Nine years ago next month, I embarked on a life changing experience and climbed Kilimanjaro in Tanzania. As we began on our 5-day trek through the rainforest and up the 19,300 ft mountain, our guides oft repeated two words, pole, pole (po-lay, po-lay) … slowly, slowly. They would laugh and ask why we Americans were always in such a rush to get places. “When we go slowly, we see so much more, become so much more aware of what we’re feeling, and allow our body to acclimate and speak to us about what it needs,” they would say. That advice allowed all eight of us, in great spirits and health to reach the top, dancing to Kid Rock’s “All Summer Long,” drinking Mountain Dew and laughing.
It’s been my lifelong journey to learn pole, pole. I’m making progress and learning more every day that slowing down in my breathing and my zooming actually allows me to accomplish more of what’s important to me and feel more successful in my journey. The practice allows minutes to expand – more of my senses are able to be part of each moment, giving me deeper inputs and information.
Together this sense of growing awareness and expansion builds the power of our inner knowing and intuition. Our decision making, our choices and our responses become more effective and powerful – and the benefits to our physical health are huge. It is in this nuance (one I’ve long missed while running so fast with an endless to-do list) that magic can happen. And, as Mary Oliver says in her powerful poem “The Journey,” “there is a new voice which I slowly recognize as my own.”

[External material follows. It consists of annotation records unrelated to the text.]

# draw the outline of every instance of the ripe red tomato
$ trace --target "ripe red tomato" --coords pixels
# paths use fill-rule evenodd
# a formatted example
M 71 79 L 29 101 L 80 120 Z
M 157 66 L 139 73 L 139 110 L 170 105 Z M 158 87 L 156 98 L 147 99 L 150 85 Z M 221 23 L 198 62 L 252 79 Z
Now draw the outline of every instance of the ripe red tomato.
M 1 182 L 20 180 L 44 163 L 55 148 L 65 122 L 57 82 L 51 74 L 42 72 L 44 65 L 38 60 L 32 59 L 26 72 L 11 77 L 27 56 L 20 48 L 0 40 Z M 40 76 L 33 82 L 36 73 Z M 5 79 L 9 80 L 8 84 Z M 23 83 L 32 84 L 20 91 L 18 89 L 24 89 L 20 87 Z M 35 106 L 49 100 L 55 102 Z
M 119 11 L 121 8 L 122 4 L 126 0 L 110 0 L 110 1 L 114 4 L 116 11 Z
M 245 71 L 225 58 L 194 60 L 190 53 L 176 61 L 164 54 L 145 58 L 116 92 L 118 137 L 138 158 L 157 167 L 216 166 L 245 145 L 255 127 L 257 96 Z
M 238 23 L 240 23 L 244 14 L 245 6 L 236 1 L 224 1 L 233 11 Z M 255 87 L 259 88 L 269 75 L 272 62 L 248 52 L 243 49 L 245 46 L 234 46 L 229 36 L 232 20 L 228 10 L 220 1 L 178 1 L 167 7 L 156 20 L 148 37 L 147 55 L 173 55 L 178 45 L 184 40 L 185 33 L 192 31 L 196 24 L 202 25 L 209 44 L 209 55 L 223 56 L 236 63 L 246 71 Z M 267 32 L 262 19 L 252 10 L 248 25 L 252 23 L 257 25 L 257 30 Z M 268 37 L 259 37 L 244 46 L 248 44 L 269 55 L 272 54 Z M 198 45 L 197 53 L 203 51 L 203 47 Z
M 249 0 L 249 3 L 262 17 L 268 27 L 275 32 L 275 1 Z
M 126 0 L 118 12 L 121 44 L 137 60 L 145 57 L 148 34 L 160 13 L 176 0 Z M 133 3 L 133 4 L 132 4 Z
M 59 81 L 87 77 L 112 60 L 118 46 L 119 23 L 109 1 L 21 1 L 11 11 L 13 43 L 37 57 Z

As an example, for the third time this summer a raptor stood on the trail a few feet in front of me without immediately flying away. Maybe it’s an energy shift or maybe these magnificent hawks and owls have always been there, but I was walking too fast, lost in my own world to notice. And then I wonder, “what else have I missed?” That owl experience from Tuesday morning stays with me. It reminds me to breathe, to check in, to remember the expansiveness of our world if we just slow down enough to notice.
And then I remember the joy of standing at the top of Kilimanjaro and saying “YES!”